Abstract

Background and aim Three serious transfusion-related incidents over a 9 month period highlighted the clinical risk in transfusion during 2001–2002. This lead to the development of a strategy to comprehensively review and implement transfusion safety initiatives across the Bayside health network of which the Alfred is a major hospital. Intervention The initiative commenced in January 2003 with the assembly of a multi-disciplinary team that consisted of medical, nursing, scientific as well as hospital executive representation. This was possible with the appointment of a Transfusion Nurse as part of the Victorian Department of Human Services Blood Matters Collaborative and a Transfusion Medicine Registrar, co-appointed by the hospital and Australian Red Cross Blood Service. The activities consisted initially of process mapping blood transfusion practice. Key areas were then selected for targeting process improvement, namely; – Patient and product identification, – Sample labelling, – Blood component administration.

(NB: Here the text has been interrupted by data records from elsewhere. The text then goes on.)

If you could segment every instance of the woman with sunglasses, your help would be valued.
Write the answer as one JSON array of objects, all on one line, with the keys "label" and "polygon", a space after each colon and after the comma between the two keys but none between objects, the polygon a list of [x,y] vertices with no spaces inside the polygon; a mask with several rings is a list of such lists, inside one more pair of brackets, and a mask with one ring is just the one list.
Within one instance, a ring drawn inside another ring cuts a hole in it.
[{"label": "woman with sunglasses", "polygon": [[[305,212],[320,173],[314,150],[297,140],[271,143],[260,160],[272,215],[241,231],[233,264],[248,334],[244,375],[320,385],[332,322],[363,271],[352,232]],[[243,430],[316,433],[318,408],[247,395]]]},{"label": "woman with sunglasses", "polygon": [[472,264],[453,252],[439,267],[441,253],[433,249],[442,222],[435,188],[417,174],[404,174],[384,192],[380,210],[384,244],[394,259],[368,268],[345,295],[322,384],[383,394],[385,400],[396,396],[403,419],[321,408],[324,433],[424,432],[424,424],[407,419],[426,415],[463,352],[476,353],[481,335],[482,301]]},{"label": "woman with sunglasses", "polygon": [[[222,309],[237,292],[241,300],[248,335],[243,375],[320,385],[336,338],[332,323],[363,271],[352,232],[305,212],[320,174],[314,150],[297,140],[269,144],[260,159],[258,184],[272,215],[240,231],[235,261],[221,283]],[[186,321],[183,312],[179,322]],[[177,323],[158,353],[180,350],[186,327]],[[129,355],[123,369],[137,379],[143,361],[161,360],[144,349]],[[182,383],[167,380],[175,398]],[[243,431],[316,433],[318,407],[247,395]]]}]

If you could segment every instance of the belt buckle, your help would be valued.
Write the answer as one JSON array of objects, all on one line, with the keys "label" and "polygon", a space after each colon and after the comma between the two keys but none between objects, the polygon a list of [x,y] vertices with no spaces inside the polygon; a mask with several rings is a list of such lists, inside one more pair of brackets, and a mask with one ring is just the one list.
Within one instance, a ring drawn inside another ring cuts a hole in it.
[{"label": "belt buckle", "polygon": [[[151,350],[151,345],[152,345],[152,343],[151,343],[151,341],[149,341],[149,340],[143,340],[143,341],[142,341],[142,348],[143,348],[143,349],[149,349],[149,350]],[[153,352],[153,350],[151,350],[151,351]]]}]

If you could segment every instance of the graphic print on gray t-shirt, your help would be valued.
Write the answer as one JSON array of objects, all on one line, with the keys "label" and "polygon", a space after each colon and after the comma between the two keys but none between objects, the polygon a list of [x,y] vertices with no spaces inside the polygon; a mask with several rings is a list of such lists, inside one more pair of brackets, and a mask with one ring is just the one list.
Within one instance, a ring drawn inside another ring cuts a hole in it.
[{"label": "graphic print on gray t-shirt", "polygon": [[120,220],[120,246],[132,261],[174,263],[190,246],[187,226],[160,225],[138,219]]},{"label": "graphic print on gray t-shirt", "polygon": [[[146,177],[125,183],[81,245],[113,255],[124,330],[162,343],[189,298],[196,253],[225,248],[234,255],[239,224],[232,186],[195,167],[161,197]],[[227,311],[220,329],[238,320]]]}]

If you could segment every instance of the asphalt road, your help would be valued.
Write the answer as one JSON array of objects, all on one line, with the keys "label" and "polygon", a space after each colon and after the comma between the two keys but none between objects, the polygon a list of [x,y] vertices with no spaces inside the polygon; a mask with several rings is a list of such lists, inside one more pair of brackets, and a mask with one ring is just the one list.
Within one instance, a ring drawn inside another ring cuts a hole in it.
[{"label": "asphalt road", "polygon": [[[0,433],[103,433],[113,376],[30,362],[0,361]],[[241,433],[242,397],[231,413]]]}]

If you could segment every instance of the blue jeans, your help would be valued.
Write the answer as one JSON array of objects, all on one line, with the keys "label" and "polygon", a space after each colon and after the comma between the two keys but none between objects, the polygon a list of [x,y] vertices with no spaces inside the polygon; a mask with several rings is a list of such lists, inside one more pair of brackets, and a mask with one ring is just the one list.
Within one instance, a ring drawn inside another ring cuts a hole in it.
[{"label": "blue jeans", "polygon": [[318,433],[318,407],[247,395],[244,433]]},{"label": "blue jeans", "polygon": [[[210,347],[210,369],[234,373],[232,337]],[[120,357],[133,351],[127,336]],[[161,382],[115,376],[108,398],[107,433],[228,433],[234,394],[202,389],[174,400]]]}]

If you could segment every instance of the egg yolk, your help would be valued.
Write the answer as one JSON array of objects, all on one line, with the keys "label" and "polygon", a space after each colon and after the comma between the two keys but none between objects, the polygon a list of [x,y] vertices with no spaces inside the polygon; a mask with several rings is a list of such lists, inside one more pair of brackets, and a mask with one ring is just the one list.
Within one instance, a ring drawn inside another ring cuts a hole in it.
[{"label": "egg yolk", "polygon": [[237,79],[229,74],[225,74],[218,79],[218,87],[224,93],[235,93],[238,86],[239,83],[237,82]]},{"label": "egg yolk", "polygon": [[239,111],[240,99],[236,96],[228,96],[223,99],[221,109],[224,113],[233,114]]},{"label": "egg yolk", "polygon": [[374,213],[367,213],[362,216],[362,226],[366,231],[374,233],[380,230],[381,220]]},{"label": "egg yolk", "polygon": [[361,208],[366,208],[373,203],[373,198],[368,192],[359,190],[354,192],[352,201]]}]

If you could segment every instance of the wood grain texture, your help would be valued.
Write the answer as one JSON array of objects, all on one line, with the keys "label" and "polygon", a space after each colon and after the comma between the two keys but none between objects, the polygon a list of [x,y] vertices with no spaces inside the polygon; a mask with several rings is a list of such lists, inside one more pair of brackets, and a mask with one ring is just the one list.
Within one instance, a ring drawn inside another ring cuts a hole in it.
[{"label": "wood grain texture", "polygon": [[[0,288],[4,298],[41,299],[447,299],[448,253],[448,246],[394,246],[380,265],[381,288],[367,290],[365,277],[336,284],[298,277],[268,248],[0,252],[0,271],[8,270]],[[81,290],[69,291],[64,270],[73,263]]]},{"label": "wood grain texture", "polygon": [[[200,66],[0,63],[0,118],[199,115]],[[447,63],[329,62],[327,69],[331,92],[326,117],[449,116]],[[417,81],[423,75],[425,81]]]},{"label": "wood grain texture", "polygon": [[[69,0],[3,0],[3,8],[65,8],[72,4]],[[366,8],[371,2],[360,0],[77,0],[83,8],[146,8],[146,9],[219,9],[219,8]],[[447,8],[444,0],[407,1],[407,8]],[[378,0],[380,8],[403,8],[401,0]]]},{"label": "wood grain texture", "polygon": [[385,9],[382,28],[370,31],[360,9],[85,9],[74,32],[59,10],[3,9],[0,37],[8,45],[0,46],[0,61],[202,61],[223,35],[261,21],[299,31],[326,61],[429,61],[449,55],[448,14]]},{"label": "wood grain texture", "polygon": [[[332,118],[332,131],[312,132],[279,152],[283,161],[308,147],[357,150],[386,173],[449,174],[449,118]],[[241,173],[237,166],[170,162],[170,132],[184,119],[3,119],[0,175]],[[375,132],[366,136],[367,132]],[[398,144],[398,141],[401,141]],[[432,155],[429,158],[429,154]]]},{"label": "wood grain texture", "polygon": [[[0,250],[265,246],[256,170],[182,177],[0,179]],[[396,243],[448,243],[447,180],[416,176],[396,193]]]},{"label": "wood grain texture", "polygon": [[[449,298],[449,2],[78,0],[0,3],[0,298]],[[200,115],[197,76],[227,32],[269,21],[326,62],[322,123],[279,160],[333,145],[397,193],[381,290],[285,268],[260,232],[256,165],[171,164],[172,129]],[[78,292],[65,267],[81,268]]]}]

Result Initiatives implemented were; – Widespread medical and nursing education on transfusion issues. – Increase transfusion information availability. – Network-wide implementation of strict criteria for specimen labelling (all specimens) in line with ANZSBT pre-transfusion testing guidelines. – Development of a pre-transfusion testing and blood request form. – Development of a blood administration form to reconcile all transfusion related documentation in the medical record. - Policy and guideline development. Conclusion Sustained improvement requires ongoing dedicated personnel to maintain gains, continue to audit practice, analyse incident data both actual adverse incidents as well as near-miss events and to respond to these challenges within an ongoing and operational quality improvement framework.